= Caribbean Beat =

Caribbean magazine, founded 1992

Caribbean Beat, founded in 1992, is a bimonthly magazine, published in Port of Spain, Trinidad, covering the arts, culture and society of the Caribbean, with a focus on the region's English-speaking territories. It is distributed in-flight by Caribbean Airlines (CAL), formerly British West Indies Airways (BWIA), and is additionally available at select retail outlets in CAL destinations, and also by subscription, making it one of the region's most widely circulated magazines.

==Background==
Caribbean Beat was launched in 1992 and is published by Media and Editorial Projects Limited.
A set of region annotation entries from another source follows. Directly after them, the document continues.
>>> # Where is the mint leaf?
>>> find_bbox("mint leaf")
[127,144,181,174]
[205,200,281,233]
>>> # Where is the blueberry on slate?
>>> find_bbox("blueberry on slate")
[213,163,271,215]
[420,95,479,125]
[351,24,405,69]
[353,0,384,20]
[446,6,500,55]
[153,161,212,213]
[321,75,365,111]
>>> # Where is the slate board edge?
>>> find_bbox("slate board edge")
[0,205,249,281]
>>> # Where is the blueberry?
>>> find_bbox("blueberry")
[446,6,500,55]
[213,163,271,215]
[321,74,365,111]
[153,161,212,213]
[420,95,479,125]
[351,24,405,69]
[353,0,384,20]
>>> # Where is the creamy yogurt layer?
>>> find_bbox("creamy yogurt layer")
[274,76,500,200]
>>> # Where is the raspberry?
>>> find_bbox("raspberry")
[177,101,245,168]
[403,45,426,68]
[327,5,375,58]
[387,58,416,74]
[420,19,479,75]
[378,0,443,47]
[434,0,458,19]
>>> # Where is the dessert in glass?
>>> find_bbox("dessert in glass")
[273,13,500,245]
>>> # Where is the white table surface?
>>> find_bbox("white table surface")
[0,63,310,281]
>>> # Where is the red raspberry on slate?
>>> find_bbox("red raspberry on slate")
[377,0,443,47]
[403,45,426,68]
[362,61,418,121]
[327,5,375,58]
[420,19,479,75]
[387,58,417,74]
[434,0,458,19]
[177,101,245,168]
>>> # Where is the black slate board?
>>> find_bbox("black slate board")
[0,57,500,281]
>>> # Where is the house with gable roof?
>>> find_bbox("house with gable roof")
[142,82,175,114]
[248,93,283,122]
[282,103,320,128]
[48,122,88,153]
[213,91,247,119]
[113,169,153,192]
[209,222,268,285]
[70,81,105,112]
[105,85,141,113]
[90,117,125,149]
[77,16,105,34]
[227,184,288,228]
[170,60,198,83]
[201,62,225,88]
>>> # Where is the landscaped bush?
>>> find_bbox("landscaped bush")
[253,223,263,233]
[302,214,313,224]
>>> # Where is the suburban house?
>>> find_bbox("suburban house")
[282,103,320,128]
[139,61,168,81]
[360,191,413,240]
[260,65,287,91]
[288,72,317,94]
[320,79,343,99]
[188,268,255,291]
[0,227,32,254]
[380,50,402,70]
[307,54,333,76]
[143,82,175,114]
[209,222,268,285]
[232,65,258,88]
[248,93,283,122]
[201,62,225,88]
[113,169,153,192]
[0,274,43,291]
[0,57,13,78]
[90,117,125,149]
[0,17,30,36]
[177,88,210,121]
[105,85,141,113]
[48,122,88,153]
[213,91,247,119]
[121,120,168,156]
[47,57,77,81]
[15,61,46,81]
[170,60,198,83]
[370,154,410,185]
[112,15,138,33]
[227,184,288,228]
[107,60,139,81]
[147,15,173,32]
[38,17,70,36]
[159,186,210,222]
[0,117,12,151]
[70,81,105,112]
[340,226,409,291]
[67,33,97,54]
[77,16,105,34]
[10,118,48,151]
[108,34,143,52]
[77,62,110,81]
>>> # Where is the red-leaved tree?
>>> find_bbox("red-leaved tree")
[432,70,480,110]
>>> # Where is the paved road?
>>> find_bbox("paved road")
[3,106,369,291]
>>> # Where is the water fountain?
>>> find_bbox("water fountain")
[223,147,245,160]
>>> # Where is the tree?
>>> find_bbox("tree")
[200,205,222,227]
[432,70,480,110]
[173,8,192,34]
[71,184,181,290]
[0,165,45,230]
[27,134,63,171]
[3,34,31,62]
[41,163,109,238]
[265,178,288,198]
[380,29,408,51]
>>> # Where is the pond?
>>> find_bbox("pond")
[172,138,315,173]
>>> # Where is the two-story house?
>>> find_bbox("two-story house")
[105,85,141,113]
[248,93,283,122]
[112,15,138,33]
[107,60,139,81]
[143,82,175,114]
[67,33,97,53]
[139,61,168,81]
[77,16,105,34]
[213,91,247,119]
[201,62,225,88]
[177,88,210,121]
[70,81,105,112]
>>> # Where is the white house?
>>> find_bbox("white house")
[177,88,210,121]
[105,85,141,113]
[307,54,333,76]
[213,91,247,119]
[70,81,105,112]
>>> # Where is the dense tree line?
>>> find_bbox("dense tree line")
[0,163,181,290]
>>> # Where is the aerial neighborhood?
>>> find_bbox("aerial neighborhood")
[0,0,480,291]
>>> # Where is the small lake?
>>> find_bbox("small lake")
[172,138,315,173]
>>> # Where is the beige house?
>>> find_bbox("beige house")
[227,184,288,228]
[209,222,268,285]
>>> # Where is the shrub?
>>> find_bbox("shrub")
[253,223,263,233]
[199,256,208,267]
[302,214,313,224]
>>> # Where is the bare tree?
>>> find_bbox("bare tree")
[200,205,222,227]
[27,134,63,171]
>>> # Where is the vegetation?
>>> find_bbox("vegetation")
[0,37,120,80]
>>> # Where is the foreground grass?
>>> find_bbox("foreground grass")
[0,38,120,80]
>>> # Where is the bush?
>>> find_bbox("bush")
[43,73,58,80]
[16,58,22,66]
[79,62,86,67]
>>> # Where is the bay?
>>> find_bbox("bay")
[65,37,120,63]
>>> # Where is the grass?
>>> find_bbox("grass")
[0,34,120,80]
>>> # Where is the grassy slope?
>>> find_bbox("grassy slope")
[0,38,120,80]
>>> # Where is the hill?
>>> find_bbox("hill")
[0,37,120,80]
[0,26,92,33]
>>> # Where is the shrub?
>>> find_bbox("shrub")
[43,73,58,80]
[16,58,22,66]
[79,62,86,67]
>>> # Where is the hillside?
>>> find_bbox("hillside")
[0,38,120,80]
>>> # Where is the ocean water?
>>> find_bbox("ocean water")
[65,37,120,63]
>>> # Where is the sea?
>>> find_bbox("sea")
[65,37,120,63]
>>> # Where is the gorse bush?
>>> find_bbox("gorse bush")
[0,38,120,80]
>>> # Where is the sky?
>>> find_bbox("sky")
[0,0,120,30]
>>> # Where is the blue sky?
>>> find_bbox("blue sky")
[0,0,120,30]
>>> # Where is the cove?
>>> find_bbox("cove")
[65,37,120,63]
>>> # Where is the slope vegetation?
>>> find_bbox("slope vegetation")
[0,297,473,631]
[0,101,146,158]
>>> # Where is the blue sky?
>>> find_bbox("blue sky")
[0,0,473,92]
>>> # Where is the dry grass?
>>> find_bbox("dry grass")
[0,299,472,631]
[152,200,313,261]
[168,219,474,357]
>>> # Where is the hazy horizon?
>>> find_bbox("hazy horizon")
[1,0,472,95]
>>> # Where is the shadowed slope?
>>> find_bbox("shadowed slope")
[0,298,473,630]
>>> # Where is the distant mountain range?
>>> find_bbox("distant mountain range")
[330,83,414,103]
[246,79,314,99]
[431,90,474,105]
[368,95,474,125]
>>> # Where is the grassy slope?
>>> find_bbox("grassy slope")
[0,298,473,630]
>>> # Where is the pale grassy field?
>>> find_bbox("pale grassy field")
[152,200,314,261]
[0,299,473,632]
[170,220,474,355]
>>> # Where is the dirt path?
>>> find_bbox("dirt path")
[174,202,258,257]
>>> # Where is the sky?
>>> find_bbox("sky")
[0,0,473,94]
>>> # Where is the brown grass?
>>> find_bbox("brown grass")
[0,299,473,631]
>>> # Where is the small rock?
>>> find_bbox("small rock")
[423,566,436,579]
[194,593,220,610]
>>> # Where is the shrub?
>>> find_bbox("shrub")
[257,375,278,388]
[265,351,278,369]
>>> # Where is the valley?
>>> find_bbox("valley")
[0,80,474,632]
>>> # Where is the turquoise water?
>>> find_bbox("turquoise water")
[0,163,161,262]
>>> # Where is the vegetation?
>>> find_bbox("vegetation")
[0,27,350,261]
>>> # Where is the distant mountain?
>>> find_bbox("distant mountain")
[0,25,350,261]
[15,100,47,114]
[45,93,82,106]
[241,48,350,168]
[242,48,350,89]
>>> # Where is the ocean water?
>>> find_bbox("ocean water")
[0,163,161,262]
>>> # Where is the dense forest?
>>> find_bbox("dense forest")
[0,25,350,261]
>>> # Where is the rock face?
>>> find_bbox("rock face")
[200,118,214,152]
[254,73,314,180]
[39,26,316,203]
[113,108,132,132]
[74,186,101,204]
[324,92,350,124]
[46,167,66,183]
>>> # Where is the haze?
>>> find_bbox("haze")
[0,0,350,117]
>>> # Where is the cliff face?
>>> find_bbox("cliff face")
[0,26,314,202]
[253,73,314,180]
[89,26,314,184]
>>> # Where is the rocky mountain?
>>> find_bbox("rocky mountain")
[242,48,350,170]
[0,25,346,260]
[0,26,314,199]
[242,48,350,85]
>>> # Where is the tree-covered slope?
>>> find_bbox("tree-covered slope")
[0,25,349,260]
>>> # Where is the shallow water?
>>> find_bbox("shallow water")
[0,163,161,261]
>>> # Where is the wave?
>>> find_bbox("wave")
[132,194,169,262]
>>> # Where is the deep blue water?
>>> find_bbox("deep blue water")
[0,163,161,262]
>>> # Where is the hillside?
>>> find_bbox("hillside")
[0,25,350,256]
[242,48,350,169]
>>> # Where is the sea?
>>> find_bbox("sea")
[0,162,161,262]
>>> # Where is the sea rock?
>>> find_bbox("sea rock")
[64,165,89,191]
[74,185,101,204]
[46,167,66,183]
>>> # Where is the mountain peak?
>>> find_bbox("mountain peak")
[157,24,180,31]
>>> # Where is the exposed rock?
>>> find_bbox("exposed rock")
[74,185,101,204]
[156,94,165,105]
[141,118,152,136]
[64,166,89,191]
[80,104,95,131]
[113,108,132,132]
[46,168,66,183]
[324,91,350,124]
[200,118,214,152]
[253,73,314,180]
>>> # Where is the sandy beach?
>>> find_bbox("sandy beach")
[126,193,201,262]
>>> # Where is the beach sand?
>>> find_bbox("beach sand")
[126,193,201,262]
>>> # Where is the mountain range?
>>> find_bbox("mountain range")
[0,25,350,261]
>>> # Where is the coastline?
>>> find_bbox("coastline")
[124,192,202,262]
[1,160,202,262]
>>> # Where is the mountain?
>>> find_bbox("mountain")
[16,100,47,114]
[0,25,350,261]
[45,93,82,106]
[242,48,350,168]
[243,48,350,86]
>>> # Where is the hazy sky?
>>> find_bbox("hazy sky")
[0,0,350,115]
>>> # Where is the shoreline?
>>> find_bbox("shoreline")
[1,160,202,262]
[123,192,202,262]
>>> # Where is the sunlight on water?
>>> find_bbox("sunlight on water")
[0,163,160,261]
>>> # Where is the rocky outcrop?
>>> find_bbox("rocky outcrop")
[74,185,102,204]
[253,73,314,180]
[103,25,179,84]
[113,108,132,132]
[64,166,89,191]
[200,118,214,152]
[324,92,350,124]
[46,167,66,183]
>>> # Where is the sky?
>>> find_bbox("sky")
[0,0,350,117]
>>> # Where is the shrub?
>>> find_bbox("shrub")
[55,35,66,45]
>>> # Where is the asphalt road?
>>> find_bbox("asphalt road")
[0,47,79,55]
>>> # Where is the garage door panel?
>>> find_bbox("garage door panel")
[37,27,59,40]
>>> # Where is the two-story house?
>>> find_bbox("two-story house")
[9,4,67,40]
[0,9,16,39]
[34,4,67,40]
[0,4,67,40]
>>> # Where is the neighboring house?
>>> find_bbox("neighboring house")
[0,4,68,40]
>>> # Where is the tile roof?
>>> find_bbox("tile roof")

Its first issue ran a cover story on Martiniquan filmmaker Euzhan Palcy. The magazine has become known for its profiles and promotion of Caribbean artists, writers and other cultural figures, and for in-depth coverage of Caribbean music, festivals, sports, environment and other phenomena. Regarded as "the leading magazine on Caribbean and West Indian arts, culture and society", Caribbean Beat marked its 100th issue in November/December 2009, its 150th issue in March/April 2018, and its 30th anniversary issue in March/April 2022.

Past editors have included Nicholas Laughlin, Judy Raymond, Donna Benny, Skye Hernandez, and founding editor and publisher Jeremy Taylor, who remains a consulting editor. Its current chief editor is Caroline Taylor.